The decision by Gary Kasparov, the world's top chess player, to retire from the game and devote his talents to opposing Vladimir Putin will hardly induce the Kremlin's grandmaster to resign his position. But Kasparov's move reflects broader, increasingly vocal discontent over the president's perceived descent into authoritarianism. The Putin paradox is that the more he tries to exert control, the more uncontrollable a changing Russia may ultimately prove to be.

Kasparov's assertion that the country "is heading down the wrong path" echoed the words of a more formidable political figure, Mikhail Kasyanov, prime minister during Putin's first term and finance minister under Boris Yeltsin.

Accusing Russia's leader of abandoning democratic values by stifling political pluralism, undermining judicial and media independence, and turning his back on a free-market economy, Kasyanov called on the democratic opposition to unite. "I have reached the view that not one of these values is being implemented or respected," he said last month. "The direction has changed ... The country is on the wrong track."
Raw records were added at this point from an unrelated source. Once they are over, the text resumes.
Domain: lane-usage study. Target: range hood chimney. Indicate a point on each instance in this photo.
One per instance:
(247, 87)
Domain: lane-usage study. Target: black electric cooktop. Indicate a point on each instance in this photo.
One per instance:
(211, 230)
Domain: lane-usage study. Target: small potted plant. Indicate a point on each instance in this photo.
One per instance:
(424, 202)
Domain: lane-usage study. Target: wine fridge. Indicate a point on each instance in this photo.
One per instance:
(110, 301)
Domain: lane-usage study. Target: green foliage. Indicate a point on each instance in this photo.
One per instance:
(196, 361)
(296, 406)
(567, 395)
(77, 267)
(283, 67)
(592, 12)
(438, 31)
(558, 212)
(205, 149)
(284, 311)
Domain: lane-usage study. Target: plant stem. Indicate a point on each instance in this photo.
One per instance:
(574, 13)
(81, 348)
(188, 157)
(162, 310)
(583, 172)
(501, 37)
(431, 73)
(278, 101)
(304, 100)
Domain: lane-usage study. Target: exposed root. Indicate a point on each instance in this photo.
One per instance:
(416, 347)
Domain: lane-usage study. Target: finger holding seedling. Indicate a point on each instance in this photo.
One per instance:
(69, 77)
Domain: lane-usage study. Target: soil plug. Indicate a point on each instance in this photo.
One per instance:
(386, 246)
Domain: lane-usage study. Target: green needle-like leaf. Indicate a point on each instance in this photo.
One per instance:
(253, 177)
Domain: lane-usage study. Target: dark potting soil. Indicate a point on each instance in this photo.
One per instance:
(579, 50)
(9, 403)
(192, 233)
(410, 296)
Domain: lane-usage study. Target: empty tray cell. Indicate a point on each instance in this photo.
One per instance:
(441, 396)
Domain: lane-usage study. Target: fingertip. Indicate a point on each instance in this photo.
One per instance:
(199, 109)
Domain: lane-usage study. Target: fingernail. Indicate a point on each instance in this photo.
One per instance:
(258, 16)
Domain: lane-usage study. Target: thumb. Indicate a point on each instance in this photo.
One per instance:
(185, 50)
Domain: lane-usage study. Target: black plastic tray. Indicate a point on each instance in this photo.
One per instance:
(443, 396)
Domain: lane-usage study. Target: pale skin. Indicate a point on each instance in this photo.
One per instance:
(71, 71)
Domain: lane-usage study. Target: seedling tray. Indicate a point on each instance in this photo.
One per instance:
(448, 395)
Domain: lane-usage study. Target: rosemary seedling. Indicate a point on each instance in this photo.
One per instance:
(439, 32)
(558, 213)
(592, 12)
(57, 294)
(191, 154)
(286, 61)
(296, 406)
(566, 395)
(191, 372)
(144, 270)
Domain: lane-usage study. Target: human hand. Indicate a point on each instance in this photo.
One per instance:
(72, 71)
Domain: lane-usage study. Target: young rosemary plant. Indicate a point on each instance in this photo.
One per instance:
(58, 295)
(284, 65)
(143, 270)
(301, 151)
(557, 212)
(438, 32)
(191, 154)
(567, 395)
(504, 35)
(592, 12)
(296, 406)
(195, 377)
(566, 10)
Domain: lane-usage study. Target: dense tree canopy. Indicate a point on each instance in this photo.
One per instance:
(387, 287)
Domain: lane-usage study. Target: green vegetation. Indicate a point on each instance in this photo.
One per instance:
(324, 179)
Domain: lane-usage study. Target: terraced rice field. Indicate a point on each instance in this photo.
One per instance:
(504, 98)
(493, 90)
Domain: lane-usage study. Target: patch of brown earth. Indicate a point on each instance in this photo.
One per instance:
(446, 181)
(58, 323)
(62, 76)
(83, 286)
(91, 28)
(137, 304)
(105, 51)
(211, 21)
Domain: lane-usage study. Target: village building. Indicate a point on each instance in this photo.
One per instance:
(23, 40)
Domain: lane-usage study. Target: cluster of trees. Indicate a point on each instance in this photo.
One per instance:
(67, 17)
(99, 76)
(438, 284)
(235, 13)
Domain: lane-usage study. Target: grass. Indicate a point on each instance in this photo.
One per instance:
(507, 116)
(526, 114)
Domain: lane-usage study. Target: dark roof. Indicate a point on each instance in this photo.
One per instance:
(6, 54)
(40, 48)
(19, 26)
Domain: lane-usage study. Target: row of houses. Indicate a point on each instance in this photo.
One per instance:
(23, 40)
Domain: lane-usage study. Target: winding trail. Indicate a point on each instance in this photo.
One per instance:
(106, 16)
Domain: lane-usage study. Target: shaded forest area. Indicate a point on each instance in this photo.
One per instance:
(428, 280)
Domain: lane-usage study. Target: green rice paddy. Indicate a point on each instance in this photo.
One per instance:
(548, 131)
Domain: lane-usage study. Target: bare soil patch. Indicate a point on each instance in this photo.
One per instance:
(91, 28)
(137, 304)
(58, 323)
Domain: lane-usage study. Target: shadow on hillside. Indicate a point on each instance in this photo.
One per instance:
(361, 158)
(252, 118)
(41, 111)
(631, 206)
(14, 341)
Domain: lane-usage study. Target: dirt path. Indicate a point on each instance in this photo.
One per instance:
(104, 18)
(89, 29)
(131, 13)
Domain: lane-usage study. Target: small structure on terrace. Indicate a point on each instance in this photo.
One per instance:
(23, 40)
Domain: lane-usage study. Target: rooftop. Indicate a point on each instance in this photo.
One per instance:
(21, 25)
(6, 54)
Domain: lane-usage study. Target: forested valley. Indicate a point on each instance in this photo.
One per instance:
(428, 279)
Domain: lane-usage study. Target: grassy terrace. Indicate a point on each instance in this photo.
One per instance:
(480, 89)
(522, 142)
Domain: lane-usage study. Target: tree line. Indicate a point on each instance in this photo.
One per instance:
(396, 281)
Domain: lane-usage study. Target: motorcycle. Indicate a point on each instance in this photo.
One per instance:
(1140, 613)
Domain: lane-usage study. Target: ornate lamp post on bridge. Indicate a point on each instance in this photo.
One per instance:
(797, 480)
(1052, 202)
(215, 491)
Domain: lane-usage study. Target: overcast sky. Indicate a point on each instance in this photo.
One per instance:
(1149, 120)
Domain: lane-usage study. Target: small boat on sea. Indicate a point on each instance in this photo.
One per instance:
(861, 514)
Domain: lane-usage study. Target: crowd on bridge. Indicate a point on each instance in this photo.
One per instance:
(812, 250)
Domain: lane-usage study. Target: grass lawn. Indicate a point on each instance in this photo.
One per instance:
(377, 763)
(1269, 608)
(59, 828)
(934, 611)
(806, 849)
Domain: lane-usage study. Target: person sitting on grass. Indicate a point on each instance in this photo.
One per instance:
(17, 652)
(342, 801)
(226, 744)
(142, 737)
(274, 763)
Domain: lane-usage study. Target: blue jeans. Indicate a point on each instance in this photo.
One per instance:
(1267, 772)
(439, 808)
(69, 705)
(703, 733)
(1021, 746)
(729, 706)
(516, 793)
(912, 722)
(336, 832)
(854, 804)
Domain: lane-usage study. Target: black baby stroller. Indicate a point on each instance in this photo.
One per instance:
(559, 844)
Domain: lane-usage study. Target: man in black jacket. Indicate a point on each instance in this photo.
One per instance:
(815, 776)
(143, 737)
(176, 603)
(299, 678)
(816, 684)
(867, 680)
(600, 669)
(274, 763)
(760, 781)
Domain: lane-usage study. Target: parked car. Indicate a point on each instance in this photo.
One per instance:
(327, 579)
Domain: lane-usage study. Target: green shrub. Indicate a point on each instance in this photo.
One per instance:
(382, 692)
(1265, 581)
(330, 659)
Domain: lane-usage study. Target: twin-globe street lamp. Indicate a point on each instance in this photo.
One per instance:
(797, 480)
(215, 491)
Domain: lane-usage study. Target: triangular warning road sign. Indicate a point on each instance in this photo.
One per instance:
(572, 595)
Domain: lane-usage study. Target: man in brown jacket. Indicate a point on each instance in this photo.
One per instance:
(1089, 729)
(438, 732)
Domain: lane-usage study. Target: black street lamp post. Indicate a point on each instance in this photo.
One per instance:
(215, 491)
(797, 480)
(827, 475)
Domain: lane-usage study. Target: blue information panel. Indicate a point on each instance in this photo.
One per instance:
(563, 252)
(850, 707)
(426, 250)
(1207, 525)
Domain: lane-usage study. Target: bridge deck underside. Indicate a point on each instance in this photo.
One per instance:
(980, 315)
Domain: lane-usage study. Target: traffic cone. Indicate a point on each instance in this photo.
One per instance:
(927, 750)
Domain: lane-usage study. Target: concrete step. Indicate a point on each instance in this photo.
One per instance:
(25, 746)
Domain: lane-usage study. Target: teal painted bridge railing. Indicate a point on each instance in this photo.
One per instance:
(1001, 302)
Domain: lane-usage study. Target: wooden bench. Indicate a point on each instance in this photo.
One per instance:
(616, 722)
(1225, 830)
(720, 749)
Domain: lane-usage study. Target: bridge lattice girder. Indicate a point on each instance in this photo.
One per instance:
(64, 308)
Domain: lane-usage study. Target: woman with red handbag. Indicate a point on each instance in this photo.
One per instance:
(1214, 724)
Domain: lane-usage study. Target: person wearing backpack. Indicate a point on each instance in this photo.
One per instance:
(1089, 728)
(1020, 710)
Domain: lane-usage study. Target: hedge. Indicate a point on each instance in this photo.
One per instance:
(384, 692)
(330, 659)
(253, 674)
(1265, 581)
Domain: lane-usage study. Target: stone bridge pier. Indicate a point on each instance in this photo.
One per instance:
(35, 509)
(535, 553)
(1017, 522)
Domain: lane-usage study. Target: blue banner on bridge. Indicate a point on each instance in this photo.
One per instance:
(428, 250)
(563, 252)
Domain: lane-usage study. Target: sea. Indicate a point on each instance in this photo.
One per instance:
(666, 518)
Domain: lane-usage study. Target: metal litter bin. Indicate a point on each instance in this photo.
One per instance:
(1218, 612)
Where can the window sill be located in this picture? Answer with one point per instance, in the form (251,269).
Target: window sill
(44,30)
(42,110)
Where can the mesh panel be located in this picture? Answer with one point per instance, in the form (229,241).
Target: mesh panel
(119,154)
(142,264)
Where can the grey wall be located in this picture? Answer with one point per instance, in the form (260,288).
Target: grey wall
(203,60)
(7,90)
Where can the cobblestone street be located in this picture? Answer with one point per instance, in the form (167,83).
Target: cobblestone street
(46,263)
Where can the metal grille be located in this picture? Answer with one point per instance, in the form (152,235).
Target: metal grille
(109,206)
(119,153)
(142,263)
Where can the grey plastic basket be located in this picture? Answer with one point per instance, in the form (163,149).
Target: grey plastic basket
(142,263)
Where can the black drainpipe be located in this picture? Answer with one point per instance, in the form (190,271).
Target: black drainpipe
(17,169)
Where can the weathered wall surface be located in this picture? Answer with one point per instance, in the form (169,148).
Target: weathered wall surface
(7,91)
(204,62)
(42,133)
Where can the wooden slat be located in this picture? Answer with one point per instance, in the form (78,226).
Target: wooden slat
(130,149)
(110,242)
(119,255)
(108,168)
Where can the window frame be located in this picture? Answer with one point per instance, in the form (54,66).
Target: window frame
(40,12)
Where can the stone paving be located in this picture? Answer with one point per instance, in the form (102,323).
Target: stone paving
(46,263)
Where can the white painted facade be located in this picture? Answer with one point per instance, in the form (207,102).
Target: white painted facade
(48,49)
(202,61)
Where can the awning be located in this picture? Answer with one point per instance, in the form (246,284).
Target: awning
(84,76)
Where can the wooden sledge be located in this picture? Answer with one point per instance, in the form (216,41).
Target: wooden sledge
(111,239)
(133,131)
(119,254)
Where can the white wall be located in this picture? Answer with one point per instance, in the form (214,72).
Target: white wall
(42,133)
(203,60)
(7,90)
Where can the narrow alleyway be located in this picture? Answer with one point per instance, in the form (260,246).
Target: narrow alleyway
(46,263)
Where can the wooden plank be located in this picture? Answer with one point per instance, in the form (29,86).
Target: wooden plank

This view has found prominent supporters. Former President Mikhail Gorbachev warned last week of social upheaval and a "merciless revolt" unless Putin sacked incompetent advisors and changed tack. Yeltsin is also believed to have lost faith in the protégé he raised from obscurity in 1999. "He doesn't say it in public, but Yeltsin thinks he made a mistake with Putin," a source said.

Kasyanov's hint that he might seek the presidency in 2008, when Putin is constitutionally bound to step down, has prompted comparisons with Viktor Yushchenko and Ukraine's "orange revolution." Ukraine's popular protest movement, itself inspired by street activism in Serbia and Georgia, has found willing emulators among student groups in St. Petersburg and Moscow. They have formed an organization called Walking Without Putin, dedicated to democratic renewal.

But command of the streets will be harder to achieve than in Kiev or Tbilisi. For a start, the activists are opposed by two pro-Putin youth groups, known as Walking Together and Our Own. Russian newspapers have linked Our Own to Vladislav Surkov, a Putin confidant, influential Kremlin ideologist and boss of a state oil monopoly. Surkov is held responsible for the success of the pro-Putin United Russia Party that dominates Parliament, and for developing a system of "managed democracy" that has effectively neutralized the divided left-liberal opposition parties as well as the Communists and right-wing nationalists.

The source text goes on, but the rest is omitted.